Ryszard Jędrzejowski nigdy nie uczestniczył w spotkaniach po latach ze swoją klasą z liceum. Nie miał zbyt wielu dobrych wspomnień z tą szkołą. Był jednym z tych prześladowanych dzieciaków. Codziennie doświadczał przemocy słownej i fizycznej. Po prostu znęcali się nad nim, bo był trochę „inny”.

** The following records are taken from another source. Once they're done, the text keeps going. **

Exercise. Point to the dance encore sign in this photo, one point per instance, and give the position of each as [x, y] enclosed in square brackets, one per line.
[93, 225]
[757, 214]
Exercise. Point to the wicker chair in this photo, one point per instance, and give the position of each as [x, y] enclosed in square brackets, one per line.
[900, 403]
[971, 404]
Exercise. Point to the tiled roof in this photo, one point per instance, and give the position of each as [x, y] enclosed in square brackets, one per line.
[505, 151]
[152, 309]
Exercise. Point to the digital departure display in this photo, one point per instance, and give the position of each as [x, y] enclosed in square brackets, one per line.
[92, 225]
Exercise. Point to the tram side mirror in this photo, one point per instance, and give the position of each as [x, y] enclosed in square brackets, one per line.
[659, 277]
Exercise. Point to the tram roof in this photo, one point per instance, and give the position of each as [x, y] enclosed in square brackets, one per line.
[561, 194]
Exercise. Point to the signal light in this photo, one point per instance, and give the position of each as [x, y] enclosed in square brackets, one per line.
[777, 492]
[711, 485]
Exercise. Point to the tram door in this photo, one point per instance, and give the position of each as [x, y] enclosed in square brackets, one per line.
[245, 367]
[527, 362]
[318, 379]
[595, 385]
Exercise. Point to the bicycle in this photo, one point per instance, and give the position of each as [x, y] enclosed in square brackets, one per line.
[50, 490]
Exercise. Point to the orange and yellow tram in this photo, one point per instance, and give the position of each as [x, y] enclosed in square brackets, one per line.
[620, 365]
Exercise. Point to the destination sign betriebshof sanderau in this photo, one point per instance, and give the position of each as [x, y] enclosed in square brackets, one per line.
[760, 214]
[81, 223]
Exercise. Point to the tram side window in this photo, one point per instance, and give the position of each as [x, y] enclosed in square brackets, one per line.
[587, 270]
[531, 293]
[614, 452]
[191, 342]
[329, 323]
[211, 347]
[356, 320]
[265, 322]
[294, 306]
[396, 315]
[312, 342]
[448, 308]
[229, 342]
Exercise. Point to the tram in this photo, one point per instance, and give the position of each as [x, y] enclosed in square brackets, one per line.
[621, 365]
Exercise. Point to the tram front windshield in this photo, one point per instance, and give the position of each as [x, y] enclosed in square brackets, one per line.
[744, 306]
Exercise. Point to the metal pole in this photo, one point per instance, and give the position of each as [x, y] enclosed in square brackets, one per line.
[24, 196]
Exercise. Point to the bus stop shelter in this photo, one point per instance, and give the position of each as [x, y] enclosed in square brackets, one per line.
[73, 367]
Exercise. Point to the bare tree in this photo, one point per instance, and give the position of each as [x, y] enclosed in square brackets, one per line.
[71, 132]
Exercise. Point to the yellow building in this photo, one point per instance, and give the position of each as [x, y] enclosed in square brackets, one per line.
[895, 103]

Zamknął się w swoim świecie książek i nauki. Dzięki temu świetnie zdał maturę i poszedł na dobre studia. Najpierw ukończył marketing i zarządzanie, po czym poszedł do szkoły gotowania. Teraz prowadził jedną z najlepszych restauracji w mieście. Wszystkie stoliki zawsze były pełne, bez wcześniejszej rezerwacji nie można było się tam dostać.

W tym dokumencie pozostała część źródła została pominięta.